Interfaces: __init__, encode, decode, decode_with_obs, reparameterize, forward, loss_function .

encode(input)

Overview

Encodes the input by passing through the encoder network and returns the latent codes.

Arguments: - input (:obj:Dict): Dict containing keywords obs (:obj:torch.Tensor) and action (:obj:torch.Tensor), representing the observation and agent's action respectively. Returns: - outputs (:obj:Dict): Dict containing keywords mu (:obj:torch.Tensor), log_var (:obj:torch.Tensor) and obs_encoding (:obj:torch.Tensor) representing latent codes. Shapes: - obs (:obj:torch.Tensor): :math:(B, O), where B is batch size and O is observation dim. - action (:obj:torch.Tensor): :math:(B, A), where B is batch size and A is action dim. - mu (:obj:torch.Tensor): :math:(B, L), where B is batch size and L is latent size. - log_var (:obj:torch.Tensor): :math:(B, L), where B is batch size and L is latent size. - obs_encoding (:obj:torch.Tensor): :math:(B, H), where B is batch size and H is hidden dim.

decode(z, obs_encoding)

Overview

Maps the given latent action and obs_encoding onto the original action space.

Arguments: - z (:obj:torch.Tensor): the sampled latent action - obs_encoding (:obj:torch.Tensor): observation encoding Returns: - outputs (:obj:Dict): DQN forward outputs, such as q_value. ReturnsKeys: - reconstruction_action (:obj:torch.Tensor): reconstruction_action. - predition_residual (:obj:torch.Tensor): predition_residual. Shapes: - z (:obj:torch.Tensor): :math:(B, L), where B is batch size and L is latent_size - obs_encoding (:obj:torch.Tensor): :math:(B, H), where B is batch size and H is hidden dim

decode_with_obs(z, obs)

Overview

Maps the given latent action and obs onto the original action space. Using the method self.encode_obs_head(obs) to get the obs_encoding.

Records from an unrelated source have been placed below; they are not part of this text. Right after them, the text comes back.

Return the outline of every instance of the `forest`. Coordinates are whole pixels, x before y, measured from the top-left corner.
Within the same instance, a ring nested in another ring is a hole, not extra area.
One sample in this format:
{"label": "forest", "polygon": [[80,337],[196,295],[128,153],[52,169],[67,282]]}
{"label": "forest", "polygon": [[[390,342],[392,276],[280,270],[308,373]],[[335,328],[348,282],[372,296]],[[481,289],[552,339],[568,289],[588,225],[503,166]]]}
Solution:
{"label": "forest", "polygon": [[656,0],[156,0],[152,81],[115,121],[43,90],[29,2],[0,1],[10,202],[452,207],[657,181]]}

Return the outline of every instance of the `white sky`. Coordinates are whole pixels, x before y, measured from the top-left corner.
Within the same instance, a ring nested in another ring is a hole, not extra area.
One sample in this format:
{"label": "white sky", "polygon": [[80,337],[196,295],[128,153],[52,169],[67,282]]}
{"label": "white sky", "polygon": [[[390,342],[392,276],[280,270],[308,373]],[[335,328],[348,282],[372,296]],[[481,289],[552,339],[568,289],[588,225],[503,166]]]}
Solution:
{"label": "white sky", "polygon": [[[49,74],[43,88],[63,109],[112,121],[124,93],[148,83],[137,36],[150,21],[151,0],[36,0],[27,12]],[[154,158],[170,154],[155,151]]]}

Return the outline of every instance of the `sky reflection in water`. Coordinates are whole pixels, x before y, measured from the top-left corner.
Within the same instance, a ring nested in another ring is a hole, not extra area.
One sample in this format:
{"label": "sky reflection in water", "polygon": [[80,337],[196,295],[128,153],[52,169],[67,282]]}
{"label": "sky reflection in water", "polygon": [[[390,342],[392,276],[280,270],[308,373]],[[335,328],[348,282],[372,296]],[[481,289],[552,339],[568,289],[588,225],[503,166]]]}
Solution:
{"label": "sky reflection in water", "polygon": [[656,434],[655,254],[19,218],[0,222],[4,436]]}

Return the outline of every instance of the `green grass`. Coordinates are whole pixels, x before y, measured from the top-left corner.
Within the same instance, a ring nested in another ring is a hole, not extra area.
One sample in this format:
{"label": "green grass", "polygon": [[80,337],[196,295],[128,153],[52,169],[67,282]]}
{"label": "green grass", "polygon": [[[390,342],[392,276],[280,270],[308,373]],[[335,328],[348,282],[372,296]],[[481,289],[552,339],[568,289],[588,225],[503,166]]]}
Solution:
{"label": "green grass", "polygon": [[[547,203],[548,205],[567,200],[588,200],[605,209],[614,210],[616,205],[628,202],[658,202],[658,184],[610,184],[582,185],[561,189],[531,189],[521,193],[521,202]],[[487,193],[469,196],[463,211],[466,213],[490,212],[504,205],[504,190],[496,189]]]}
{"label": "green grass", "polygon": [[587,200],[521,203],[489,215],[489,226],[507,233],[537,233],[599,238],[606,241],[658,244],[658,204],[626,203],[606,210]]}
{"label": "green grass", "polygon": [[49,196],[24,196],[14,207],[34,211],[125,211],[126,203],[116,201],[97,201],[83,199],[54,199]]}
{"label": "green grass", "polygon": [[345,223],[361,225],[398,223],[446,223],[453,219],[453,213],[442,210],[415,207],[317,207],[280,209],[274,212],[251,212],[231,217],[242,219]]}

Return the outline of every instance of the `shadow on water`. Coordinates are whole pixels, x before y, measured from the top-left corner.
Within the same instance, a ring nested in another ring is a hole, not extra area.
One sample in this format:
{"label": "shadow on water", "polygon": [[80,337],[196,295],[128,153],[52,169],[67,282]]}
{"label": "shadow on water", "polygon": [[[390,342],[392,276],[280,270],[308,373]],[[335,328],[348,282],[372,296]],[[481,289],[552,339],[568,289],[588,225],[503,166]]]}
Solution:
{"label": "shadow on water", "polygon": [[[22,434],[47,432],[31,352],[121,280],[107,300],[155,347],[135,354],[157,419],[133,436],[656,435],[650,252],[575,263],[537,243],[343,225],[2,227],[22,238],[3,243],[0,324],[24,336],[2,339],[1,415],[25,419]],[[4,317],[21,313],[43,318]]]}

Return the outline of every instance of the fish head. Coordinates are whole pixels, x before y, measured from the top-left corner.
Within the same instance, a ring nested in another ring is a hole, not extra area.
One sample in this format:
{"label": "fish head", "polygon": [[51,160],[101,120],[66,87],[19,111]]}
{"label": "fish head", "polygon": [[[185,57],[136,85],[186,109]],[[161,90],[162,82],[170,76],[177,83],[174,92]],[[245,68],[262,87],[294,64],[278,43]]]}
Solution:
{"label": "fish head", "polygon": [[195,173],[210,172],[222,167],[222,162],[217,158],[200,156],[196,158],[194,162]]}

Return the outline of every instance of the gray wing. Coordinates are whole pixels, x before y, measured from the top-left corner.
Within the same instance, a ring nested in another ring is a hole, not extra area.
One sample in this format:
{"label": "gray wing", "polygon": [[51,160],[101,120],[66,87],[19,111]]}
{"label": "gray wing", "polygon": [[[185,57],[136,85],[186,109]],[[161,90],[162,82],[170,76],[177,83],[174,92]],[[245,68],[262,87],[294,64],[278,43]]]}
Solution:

Arguments: - z (:obj:torch.Tensor): the sampled latent action - obs (:obj:torch.Tensor): observation Returns: - outputs (:obj:Dict): DQN forward outputs, such as q_value. ReturnsKeys: - reconstruction_action (:obj:torch.Tensor): the action reconstructed by VAE . - predition_residual (:obj:torch.Tensor): the observation predicted by VAE. Shapes: - z (:obj:torch.Tensor): :math:(B, L), where B is batch size and L is latent_size - obs (:obj:torch.Tensor): :math:(B, O), where B is batch size and O is obs_shape

reparameterize(mu, logvar)

Overview

Reparameterization trick to sample from N(mu, var) from N(0,1).

Arguments: - mu (:obj:torch.Tensor): Mean of the latent Gaussian - logvar (:obj:torch.Tensor): Standard deviation of the latent Gaussian Shapes: - mu (:obj:torch.Tensor): :math:(B, L), where B is batch size and L is latnet_size - logvar (:obj:torch.Tensor): :math:(B, L), where B is batch size and L is latnet_size

forward(input, **kwargs)

Overview

Encode the input, reparameterize mu and log_var, decode obs_encoding.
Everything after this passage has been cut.